İleri biyolojik arıtma formülüyle çalışan Çiğli Atık Su Arıtma Tesisi’nin, 2000’li yıllarda devreye alındığını aktaran Ayol, “Ancak bu tesisin 2010’dan sonra eskimesi, dördüncü devre dediğimiz fazının biraz daha fazla geç devreye alınabilmesi, o tesisteki arıtmanın çok kâfi olmaması, derelerden gelen deşarjların engellenememesi üzere nedenlerden ötürü körfez yaklaşık 15 yıldır bu sıkıntılarla baş etmeye çalışıyor. Doğal olarak her su ortamı kapasite olarak muhakkak bir kirliliği kaldırabilir ancak artık sirkülasyonun olmadığı, daha çok kapalı, iç tarafta olan bir körfezden bahsettiğimiz bu noktada en az 10 yıllık birikimin körfezi bu hale getirmesi olağan.” yorumunu paylaştı.

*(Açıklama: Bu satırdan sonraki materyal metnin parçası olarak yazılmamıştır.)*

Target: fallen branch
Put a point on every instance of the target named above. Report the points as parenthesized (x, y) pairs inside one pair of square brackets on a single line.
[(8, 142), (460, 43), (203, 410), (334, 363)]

Belediyeler tarafından yapılan kimi bakım tamirat çalışmalarının kâfi seviyede olmadığını, emsal bütün iç suların daha kapsamlı izlenmesi gerektiğini belirten Ayol, acil olarak yapılması gerekenleri şöyle sıraladı:

“Nasıl ki müsilaj için Marmara Hareket Planı yapıldıysa, İzmir Körfezi için de acil bir hareket planın yapılması, atık su deşarjlarının önlenmesi, mevcut atık su arıtma tesislerinin verimliliğinin denetim edilmesi lazım. Sağlıklı bir halde taban taraması yapılarak körfezdeki kirleticilerin uzaklaştırılması, bir akış sağlanması gerekiyor. Aksi halde birkaç yıl içinde müsilaj gibisi meseleleri konuşuyor hale geliriz. Çiğli Atık Su Arıtma Tesisi ne kadarlık bir performansta çalışıyor, suları arıtıyor, orada üretilen çamurlar nasıl işleniyor? Buranın, İZSU (İzmir Su ve Kanalizasyon İdaresi Genel Müdürlüğü) tarafından yine ele alınması gerekiyor.”